Implementing "break glass" access control in Databricks, similar to Azure Privileged Identity Management (PIM), requires creating a process where users operate with minimal/default permissions, but can temporarily elevate their privileges for critical tasks, outside of the normal CI/CD deployment flow. Here's how you can approach this, including best practices specifically tailored for Databricks, and a discussion on whether dual accounts or just-in-time (JIT) elevation is more suitable:
Recommended Approach for Break Glass in Databricks
1. Principle of Least Privilege by Default
-
By default, assign users to groups/roles that only have read or limited access in your QA and production workspaces.
-
Use SCIM (System for Cross-domain Identity Management) in Databricks, ideally with your IdP (like Azure AD, Okta) for group and user provisioning.
2. Break Glass/Elevated Access Workflow
Two Common Patterns:
A. Dual Accounts (Daily Driver + Admin)
-
Each user has a normal account for daily tasks (read-only in QA/Prod) and a separate account, e.g., "jsmith-breakglass" which is placed in a group with elevated permissions.
-
The break glass account credentials should be tightly controlled (maybe stored in a password manager or protected vault).
-
Use of the break glass account must go through a documented approval workflow, with logging and alerts on any usage.
B. Just-in-Time (JIT) Role Elevation (Recommended)
-
Users have only one account. Normal operations remain read-only.
-
For elevated access, users request temporary membership in a privileged group through a managed process (preferably via your IdP).
-
Integration with Azure AD PIM or similar tool (if using Azure Databricks Enterprise) allows for on-demand group assignment, audit logging, and automatic expiration of elevated access.
-
Manual process (if not using automated IdP tools): Admin temporarily adds user to an "Admins" group, time-boxed, with manual/remove procedures documented and monitored.

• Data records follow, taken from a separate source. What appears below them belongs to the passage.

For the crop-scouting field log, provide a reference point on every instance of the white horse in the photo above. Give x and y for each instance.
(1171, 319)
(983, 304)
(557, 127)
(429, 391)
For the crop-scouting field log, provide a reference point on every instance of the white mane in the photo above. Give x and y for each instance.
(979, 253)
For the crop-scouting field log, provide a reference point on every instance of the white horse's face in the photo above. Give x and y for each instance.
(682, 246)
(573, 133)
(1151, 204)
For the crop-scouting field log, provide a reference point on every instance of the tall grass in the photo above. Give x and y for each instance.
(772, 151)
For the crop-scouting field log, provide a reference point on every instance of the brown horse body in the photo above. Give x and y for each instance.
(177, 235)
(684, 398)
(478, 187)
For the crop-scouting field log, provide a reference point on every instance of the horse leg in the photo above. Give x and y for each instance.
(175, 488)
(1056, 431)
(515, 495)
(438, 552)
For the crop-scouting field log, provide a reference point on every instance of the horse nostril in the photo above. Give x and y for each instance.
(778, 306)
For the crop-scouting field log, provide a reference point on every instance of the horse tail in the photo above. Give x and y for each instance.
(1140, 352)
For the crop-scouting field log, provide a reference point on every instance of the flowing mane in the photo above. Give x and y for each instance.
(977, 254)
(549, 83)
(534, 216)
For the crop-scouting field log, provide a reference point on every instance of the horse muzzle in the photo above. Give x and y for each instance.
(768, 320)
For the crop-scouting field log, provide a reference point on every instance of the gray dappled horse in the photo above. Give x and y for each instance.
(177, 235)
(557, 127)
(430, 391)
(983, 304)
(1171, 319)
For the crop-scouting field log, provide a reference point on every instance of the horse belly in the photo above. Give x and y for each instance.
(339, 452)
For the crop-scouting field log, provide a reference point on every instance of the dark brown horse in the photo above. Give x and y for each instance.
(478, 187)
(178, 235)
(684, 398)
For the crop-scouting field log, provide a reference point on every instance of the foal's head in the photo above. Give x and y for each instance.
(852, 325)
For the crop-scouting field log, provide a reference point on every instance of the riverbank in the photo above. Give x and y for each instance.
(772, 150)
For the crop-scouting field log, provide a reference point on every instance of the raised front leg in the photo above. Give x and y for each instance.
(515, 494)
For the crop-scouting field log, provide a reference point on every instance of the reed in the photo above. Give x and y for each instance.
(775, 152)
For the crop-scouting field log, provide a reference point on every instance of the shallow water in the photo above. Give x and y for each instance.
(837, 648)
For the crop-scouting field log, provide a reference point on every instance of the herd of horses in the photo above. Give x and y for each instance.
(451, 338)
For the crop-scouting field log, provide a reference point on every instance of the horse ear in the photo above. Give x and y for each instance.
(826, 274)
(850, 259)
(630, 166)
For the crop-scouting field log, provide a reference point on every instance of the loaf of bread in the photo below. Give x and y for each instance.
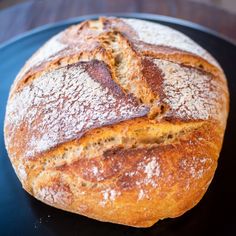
(119, 120)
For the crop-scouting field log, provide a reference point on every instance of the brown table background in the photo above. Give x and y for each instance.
(30, 14)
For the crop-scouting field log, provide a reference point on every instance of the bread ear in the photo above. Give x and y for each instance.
(120, 120)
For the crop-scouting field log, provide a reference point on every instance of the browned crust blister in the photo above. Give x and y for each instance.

3. Implementing in Databricks
-
Use Unity Catalog for fine-grained access control across workspaces, assigning default roles and "break glass" groups as appropriate.
-
Set up Databricks groups for:
-
Daily users: assigned read-only permissions in the QA/Prod workspaces.
-
Break glass users: assigned admin or elevated roles, but group membership is gated via approval and logging.
-
All elevated actions should be auditable (use Databricks audit logs).
4. Approval and Monitoring
-
Store the approval process in a ticketing system (Jira, ServiceNow, etc.) or in an access management tool (like Azure AD PIM).
-
Monitor group membership changes and elevated access usage. Set alerts for any changes to break glass groups.
5. Emergency (Break Glass) Procedures
-
In case of emergency, ensure steps are documented:
-
Who can escalate access.
-
Who approves.
-
How logs are collected and reviewed after the fact.
-
How and when elevated rights are revoked.
Dual Accounts vs. JIT Elevation
| Aspect |
Dual Accounts |
Just-in-Time Elevation (PIM-style) |
| Usability |
Clunky, need to track multiple creds |
Seamless, single identity |
| Security |
Good, but shared creds risk (if mishandled) |
Excellent, no extra creds, better audit |
| Auditability |
Auditable, but easier to miss linkages |
Highly auditable, centralized |
| Automation |
Awkward, hard to automate |
Easy with IdP integration |
| Recommended for Databricks? |
Only if JIT tools unavailable |
Best practice if possible |
Summary and Recommendations
-
Best approach: Use JIT group membership elevation via your IdP, paired with Databricks access controls and audit logs.
-
Azure Databricks integrates well with Azure AD PIM; other IdPs (Okta, etc.) can also be used for temporary group assignment.
-
Fallback approach: Dual accounts, with admin accounts restricted and usage thoroughly audited, should only be used if JIT methods are unavailable.
-
Always require documented approval for break glass access, and audit all changes post-event.
-
Enforce read-only roles in QA and prod for all users outside the break glass group.
This will ensure you have strong operational security, full auditability, and minimal disruption to your CI/CD process while still allowing emergency/manual interventions when absolutely necessary.